ITV’s ‘The Queen Unseen’ offers a revealing new look at the monarch

Airing tonight, the new documentary features hitherto unseen footage and home movies
The Queen wearing sunglasses and holding a Cine camera on Christmas Day in New Zealand, 1953Factual Fiction / ITV

They may live in grand palaces, attend a roster of glamorous events and have their daily lives documented in the press around the world, but the English royals are, fundamentally, just a family – with all the love, fun and occasional tension that entails. Now a new documentary, airing on ITV tonight, is set to offer an intimate glimpse inside royal life, with a focus on none other than the Queen herself.

The Queen with horses while on a Canadian Tour in 1951Factual Fiction / ITV

The ITV Press Centre relates that the The Queen Unseen will feature ‘interviews and personal stories from those who know HM The Queen and have worked alongside her,’ showing the monarch ‘as a wife, mother, animal lover, cook, farmer and comedian, lifting the mask royalty brings to show who she really is.’ It’s timed to debut just ahead of the Queen’s 95th birthday, a milestone that she’ll reach on 21 April.

The MailOnline reports that the documentary will utilise archive material never before seen by the public. This includes footage of the recently-crowned Queen and Prince Philip at Christmas in 1953, captured by Patricia Norrie, the wife of New Zealand’s Governor-General at the time, Sir Willoughby Norrie, with whom the couple briefly stayed during a seven-month tour of the Commonwealth.

The Queen and Prince Philip take a traditional sleigh ride during their Canadian Tour in 1951Factual Fiction / ITV

Among the footage is a touching clip of the Duke of Edinburgh pulling the Norries’ 10-year-old daughter, Sarah Stephenson, through a pool on a lilo. Now an adult, Stephenson reveals in a preview clip that it was ‘terribly exciting to have the whole royal party staying in your home’. Opening up about her memories of the visit, she recalls: ‘There was one time actually, when my sister and I were taking our dogs for a walk and the Queen saw us and she said she wish she could come with us.

‘Father Christmas was approaching with lots of presents for Prince Charles and Princess Anne, who were very young, they were in England, so it must have been very difficult for the Queen and the Duke to leave their children behind for such a long trip. My parents gave the Queen and the Duke a Christmas stocking each, and in the Queen’s stocking there was a dog lead, and in the Duke’s stocking there was a blue and white ashtray. And my father said, the Duke will be pleased because it's got his wife’s head on it. He thought that was terribly funny.’

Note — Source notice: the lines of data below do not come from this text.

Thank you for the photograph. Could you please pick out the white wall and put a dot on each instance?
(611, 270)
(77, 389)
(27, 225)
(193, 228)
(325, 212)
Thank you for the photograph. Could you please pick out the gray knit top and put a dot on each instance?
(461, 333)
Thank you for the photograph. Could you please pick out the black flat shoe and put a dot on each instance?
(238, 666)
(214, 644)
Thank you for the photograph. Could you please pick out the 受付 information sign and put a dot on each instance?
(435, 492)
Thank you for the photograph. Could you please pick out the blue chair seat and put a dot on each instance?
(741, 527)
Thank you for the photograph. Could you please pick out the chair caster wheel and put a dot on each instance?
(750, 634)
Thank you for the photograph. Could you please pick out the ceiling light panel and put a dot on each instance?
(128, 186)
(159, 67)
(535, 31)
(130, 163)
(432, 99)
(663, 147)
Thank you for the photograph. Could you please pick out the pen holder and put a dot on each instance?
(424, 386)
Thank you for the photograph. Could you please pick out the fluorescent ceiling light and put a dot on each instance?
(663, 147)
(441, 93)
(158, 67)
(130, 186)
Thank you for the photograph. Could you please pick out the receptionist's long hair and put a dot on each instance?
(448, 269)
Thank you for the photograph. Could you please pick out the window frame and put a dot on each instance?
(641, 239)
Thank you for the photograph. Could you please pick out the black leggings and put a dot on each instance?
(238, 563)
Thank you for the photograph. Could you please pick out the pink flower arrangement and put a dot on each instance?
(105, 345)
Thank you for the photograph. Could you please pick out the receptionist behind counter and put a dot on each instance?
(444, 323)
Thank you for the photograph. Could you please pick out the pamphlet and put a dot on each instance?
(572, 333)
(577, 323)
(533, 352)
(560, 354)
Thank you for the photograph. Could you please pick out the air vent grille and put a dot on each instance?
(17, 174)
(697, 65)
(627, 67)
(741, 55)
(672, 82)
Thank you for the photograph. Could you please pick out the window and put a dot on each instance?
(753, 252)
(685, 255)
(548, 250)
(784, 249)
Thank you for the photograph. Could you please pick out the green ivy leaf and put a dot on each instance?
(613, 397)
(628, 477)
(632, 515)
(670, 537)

The Queen films with a Cine camera at a private house, as a guest of the Governor General of New Zealand, on Christmas Day in 1953Factual Fiction / ITV

She goes on: ‘This was a private pool we took the royal party to on Christmas Day. There’s my father with the Queen… The Duke of Edinburgh is trying to get on this lilo, and he has to have several attempts… The royal couple knew that we were filming, and they didn’t seem to mind that we were. And the Queen also had an identical camera to my mother. She was also taking similar shots… That was the Queen’s smile, which my mum very cleverly caught. Great fun, we loved it.’

Having been travelling the globe for almost 70 years carrying out royal duties, the Queen has quite the wealth of diplomatic experience. Fascinating footage from the documentary shows the monarch during a historic meeting with Yugoslav dictator Marshal Tito, who invited her to visit him in Belgrade in 1972 to mark his 80th birthday. The clip was captured by Tito’s personal cameraman, and shows the Queen chatting with the dictator with apparent ease, during what constituted her first ever visit to a communist country. The unlikely pair are even seen riding in a golf buggy and sharing an orange – a rare sight, given that the Queen is known to largely avoid eating on camera. Reflecting on the trip, Broadcaster Wesley Kerr says in the documentary: ‘Britain absolutely has been well served by the Queen in terms of her mastery of diplomacy, the absence of slip-ups.’

The Queen at Windsor Castle in 1992 with a cow called ElizabethFactual Fiction / ITV

The Queen is also shown in her capacity as a mother, such as in one of the first colour photographs captured of the monarch – with a seven-month-old Prince Andrew at Balmoral in 1960. Her well-known love for animals is touched upon too, including the charming story of a long-running, 40-year friendship with a New Zealand dairy farmer, Don Ferguson. The pair met at an agricultural show in 1975, after which they became co-owners of a herd of Jersey cows. Ferguson kept the Queen up to date about the animals, regularly phoning to inform her if any among the herd won prizes at cattle shows.

When the Queen visited New Zealand in 1990, she made sure to take a detour to visit Ferguson and the cows. Reflecting on the event, the dairy farmer’s widow, June, recalls that her and the Queen spoke about the fact that Prince Philip ‘swears like a trooper’. The Queen is said to have noted: ‘all husbands swear, don't they?’, with June insisting that her husband actually did not.